Power: Principles of Energy Conversion. Electric Power Production, Transmission and Distribution. Smart Electricity Grids. Advances in Energy Storage Systems: The module is an introduction to the electric power system which encompasses the electric power generation, transmission, and distribution network as well as all the control and telecommunications components that are necessary for its operation. One of the most important requirements for the operation of an electric power system is to provide power where and when is needed. The balance between power supply and demand is more difficult to achieve when part of the energy generation mix are renewable energy sources. The module addresses the development and use of smart electricity grids as well as current advances in energy storage systems to support movement towards an integrated energy system.

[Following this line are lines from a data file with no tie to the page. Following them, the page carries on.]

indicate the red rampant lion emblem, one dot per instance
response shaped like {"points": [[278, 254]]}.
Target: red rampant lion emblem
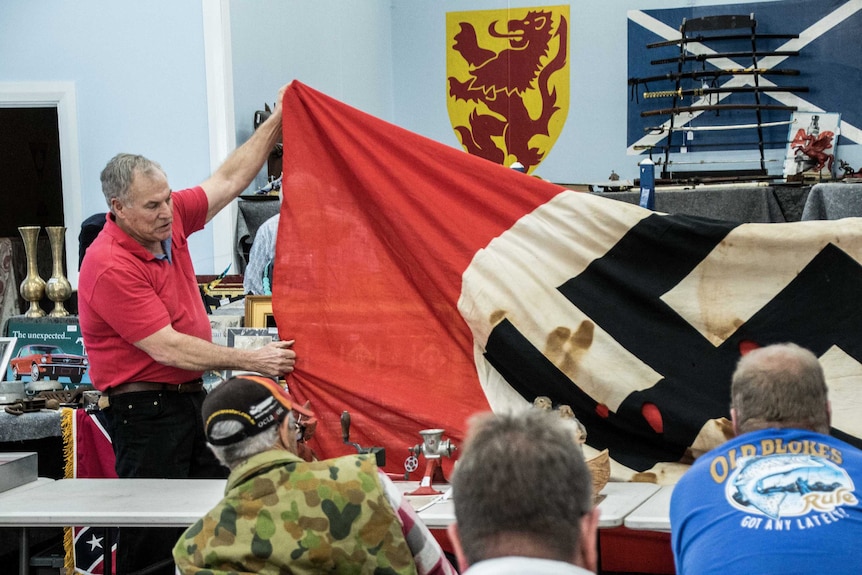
{"points": [[511, 87]]}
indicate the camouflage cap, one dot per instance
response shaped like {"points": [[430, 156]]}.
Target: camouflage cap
{"points": [[255, 402]]}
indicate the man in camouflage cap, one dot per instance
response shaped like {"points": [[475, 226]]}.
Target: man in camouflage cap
{"points": [[282, 514]]}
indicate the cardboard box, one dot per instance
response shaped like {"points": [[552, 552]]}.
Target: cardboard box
{"points": [[17, 469]]}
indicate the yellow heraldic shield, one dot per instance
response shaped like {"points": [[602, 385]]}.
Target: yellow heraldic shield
{"points": [[508, 81]]}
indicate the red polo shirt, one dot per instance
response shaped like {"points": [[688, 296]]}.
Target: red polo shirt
{"points": [[125, 294]]}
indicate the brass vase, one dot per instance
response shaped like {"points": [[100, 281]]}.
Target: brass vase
{"points": [[33, 287], [58, 288]]}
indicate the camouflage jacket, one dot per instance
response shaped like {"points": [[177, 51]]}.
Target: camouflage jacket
{"points": [[281, 514]]}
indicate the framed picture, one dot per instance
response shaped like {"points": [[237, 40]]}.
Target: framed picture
{"points": [[258, 311], [47, 350], [811, 146], [249, 338], [7, 345]]}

The efficient use of energy is perfectly aligned with utilization of renewable energy sources. For many reasons, the building stock is an ideal candidate for interventions in both directions. Renovated buildings need to save energy and substantially reduce emissions. Whether minimizing heat losses in the envelope, paying attention to thermal bridges and airtightness, installing low-consumption lighting, or incorporating energy-efficient HVAC equipment, etc. today’s challenge is how to “meet new technical standards, comply with more rigorous legislation, and respond to increased awareness of environmental issues”. This elective module aims to present in a systematic way the modern approaches to energy and cost-efficient retrofitting of existing buildings. It describes materials, technologies, and optimization techniques, through lectures and carefully selected case studies. It provides checklists, methodologies, and practical tools to make the task easier for the engineer.

Design of the foundation and tower, for modern onshore wind turbines. Design of offshore wind turbine support structures, considering wave loads, fatigue and vibrational excitations and the interaction between the turbine and the sea bottom and state of the sea. PV park pre-installation surveying, design, construction, and installation, maintenance and troubleshooting. PV and the built environment.

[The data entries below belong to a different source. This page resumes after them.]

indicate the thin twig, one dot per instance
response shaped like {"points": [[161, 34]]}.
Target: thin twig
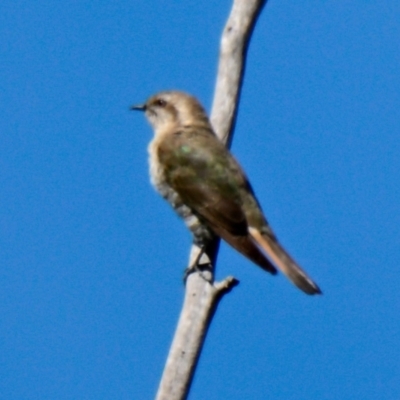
{"points": [[202, 294]]}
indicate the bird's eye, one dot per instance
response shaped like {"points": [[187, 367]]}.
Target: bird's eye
{"points": [[160, 103]]}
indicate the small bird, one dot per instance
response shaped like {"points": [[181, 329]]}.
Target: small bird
{"points": [[193, 170]]}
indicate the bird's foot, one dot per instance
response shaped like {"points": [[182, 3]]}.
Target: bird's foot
{"points": [[195, 266]]}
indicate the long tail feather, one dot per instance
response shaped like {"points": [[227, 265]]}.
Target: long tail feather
{"points": [[281, 259]]}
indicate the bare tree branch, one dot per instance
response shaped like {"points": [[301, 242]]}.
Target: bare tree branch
{"points": [[202, 294]]}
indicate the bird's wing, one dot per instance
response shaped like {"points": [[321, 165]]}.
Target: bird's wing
{"points": [[209, 180]]}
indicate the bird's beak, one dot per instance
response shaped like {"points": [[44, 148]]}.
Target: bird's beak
{"points": [[138, 107]]}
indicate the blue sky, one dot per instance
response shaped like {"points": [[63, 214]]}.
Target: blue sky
{"points": [[91, 258]]}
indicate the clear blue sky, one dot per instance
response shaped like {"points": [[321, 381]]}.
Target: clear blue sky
{"points": [[91, 258]]}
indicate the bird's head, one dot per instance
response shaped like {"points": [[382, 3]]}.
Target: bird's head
{"points": [[173, 110]]}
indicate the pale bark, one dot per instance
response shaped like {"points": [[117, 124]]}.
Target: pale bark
{"points": [[202, 294]]}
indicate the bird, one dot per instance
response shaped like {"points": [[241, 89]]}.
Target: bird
{"points": [[203, 182]]}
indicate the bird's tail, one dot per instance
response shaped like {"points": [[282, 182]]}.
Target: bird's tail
{"points": [[281, 259]]}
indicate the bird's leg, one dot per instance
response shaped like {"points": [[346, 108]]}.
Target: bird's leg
{"points": [[195, 265]]}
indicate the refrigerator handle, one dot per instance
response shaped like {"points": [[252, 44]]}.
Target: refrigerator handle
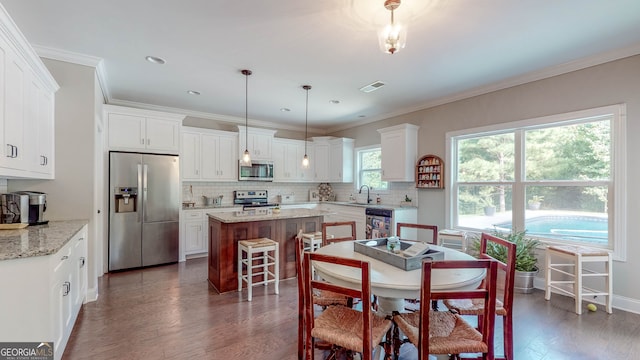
{"points": [[143, 194], [145, 169]]}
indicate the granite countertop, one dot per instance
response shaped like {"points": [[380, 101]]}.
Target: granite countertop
{"points": [[37, 240], [265, 214]]}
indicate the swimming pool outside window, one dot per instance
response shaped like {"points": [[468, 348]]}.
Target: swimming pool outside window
{"points": [[555, 177]]}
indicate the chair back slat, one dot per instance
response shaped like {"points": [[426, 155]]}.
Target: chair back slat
{"points": [[486, 293], [507, 270], [325, 236], [433, 228], [364, 293]]}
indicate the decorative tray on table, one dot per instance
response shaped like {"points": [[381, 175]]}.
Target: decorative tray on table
{"points": [[377, 249]]}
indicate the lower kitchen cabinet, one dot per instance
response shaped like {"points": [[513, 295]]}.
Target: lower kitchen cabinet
{"points": [[42, 295]]}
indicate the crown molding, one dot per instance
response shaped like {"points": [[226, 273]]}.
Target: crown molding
{"points": [[80, 59], [216, 117], [10, 32]]}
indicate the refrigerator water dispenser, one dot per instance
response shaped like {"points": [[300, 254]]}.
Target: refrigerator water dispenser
{"points": [[126, 199]]}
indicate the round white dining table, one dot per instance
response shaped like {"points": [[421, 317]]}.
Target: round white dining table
{"points": [[391, 284]]}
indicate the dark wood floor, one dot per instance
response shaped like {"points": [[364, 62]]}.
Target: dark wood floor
{"points": [[170, 312]]}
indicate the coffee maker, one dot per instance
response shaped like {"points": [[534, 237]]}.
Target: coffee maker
{"points": [[14, 208], [37, 206]]}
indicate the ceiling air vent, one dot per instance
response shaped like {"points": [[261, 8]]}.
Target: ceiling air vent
{"points": [[373, 86]]}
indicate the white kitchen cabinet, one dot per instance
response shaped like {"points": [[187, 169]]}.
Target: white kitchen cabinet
{"points": [[333, 159], [208, 155], [26, 108], [287, 161], [47, 308], [399, 148], [259, 142], [143, 130]]}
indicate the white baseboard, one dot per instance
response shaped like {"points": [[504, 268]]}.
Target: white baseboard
{"points": [[619, 302], [92, 294]]}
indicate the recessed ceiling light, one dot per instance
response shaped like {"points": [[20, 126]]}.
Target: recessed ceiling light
{"points": [[155, 60], [373, 86]]}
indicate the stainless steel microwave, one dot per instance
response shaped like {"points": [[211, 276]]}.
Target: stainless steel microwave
{"points": [[260, 170]]}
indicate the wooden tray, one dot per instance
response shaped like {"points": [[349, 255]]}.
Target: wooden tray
{"points": [[379, 251], [13, 226]]}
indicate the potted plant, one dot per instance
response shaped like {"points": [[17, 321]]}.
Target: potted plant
{"points": [[526, 260], [535, 202]]}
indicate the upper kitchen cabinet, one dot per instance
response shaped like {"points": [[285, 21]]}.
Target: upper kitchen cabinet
{"points": [[143, 130], [287, 161], [207, 155], [333, 159], [399, 148], [26, 107], [260, 142]]}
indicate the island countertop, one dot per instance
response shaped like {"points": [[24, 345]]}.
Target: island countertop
{"points": [[261, 214], [38, 240]]}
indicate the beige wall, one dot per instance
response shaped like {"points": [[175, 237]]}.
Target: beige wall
{"points": [[71, 194], [606, 84]]}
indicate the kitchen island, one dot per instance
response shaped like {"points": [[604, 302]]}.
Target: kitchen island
{"points": [[227, 228]]}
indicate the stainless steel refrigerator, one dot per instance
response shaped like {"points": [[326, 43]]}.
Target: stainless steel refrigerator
{"points": [[144, 205]]}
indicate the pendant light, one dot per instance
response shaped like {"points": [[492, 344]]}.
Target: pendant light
{"points": [[393, 37], [246, 157], [305, 159]]}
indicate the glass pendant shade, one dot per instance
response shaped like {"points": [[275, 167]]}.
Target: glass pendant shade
{"points": [[392, 38], [246, 157]]}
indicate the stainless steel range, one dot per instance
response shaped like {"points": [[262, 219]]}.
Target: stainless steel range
{"points": [[252, 199]]}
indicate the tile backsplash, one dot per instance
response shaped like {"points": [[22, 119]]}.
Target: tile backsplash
{"points": [[393, 196]]}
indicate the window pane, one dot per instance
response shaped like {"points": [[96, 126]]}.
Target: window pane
{"points": [[572, 213], [480, 207], [573, 152], [370, 169], [487, 158]]}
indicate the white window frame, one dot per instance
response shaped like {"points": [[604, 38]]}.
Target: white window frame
{"points": [[617, 203], [358, 169]]}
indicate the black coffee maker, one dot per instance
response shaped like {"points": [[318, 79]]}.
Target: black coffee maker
{"points": [[37, 206]]}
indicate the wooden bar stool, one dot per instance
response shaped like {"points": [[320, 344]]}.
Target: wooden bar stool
{"points": [[267, 251], [573, 273]]}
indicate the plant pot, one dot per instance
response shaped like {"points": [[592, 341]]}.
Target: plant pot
{"points": [[489, 210], [523, 281]]}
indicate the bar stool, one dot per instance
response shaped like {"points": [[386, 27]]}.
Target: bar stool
{"points": [[574, 273], [267, 251]]}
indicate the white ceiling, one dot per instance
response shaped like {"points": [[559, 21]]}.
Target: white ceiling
{"points": [[455, 49]]}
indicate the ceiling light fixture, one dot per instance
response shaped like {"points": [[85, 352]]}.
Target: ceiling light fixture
{"points": [[393, 37], [305, 159], [246, 158], [155, 60]]}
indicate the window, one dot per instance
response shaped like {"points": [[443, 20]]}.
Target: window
{"points": [[369, 168], [560, 178]]}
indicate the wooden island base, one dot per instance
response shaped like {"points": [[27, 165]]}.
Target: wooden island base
{"points": [[225, 231]]}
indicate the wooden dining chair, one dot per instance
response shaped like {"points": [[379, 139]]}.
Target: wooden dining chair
{"points": [[444, 332], [432, 228], [348, 329], [411, 304], [326, 239], [321, 298], [504, 304]]}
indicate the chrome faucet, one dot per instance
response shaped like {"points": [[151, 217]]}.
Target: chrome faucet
{"points": [[360, 192]]}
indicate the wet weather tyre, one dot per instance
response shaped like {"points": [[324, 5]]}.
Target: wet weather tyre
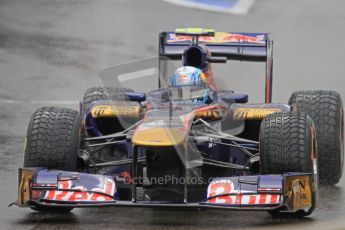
{"points": [[287, 144], [103, 93], [326, 110], [52, 139], [52, 142]]}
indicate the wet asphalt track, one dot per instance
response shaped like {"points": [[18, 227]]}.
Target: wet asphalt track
{"points": [[50, 52]]}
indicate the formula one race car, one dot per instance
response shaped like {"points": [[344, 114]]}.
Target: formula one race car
{"points": [[186, 144]]}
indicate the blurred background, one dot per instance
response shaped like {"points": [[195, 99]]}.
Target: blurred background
{"points": [[51, 51]]}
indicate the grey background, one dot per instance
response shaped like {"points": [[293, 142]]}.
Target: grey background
{"points": [[51, 52]]}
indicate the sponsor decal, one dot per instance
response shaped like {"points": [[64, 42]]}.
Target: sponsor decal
{"points": [[253, 113], [220, 37], [81, 194], [224, 192], [114, 111]]}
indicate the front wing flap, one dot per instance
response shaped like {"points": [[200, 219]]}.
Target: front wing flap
{"points": [[290, 192]]}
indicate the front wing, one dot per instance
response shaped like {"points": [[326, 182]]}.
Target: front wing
{"points": [[290, 192]]}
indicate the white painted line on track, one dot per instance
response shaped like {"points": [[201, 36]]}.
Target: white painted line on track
{"points": [[240, 7], [38, 102], [137, 74]]}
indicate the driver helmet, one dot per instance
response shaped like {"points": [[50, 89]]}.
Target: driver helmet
{"points": [[189, 84]]}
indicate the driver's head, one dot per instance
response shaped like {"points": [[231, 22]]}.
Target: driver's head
{"points": [[189, 84]]}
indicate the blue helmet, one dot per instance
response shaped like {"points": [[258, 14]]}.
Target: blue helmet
{"points": [[189, 84]]}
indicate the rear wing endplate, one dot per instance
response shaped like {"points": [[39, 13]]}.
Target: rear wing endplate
{"points": [[257, 47]]}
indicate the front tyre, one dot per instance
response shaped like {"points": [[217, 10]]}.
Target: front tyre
{"points": [[52, 142]]}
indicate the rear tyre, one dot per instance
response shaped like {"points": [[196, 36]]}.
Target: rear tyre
{"points": [[103, 93], [287, 145], [52, 141], [326, 110]]}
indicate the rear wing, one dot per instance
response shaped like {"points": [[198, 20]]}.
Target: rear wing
{"points": [[257, 47]]}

This module covers all important aspects of hydrogen production, storage, distribution, and end use across the energy, industrial, transport and building sectors.

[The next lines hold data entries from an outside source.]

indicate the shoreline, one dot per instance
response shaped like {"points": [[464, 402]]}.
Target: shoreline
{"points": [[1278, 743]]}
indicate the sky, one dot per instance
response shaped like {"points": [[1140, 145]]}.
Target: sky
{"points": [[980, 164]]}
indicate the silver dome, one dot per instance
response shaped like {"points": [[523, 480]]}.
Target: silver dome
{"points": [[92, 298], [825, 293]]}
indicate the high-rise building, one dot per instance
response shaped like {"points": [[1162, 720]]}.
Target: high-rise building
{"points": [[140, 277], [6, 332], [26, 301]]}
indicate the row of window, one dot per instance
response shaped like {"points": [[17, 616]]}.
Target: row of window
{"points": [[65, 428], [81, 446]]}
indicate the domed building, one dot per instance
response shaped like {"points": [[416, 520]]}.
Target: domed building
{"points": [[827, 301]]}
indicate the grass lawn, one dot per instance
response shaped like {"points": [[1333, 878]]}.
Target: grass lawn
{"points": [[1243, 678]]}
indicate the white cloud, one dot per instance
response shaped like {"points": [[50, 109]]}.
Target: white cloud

Hydrogen can be used as a feedstock, a fuel or an energy carrier and as storage device for energy, and has many possible applications across industry, transport, power, and buildings sectors. Most importantly, it does not emit CO2 and does not pollute the air when used. It is therefore an important part of the solution to meet the 2050 climate neutrality goal of the European Green Deal and key to keep the goals of the Paris Climate Agreement. It can help to decarbonise industrial processes, especially those of high-energy intensity, and economic sectors where reducing carbon emissions is both urgent and hard to achieve. Today, the amount of hydrogen used in the EU remains limited, and it is largely produced from fossil fuels. The aim of the new EU strategy is to decarbonise hydrogen production - made possible by the rapid decline in the cost of renewable energy, acceleration of technology developments and scaling up hydrogen systems to reduce their cost - and to expand its use in sectors where it can replace fossil fuels.

Independent Scholarship/ Dissertation in Renewable & Sustainable Energy Systems: The Independent Scholarship forms an essential, integral, and substantial part of the program leading to the master’s degree in Renewable Energy Engineering. This module requires students to produce a coherent and comprehensive research-based study, demonstrating their ability to generate a complex proposal and their awareness of current issues and insights, originality in the application of subject knowledge and, where appropriate, proposing new hypotheses.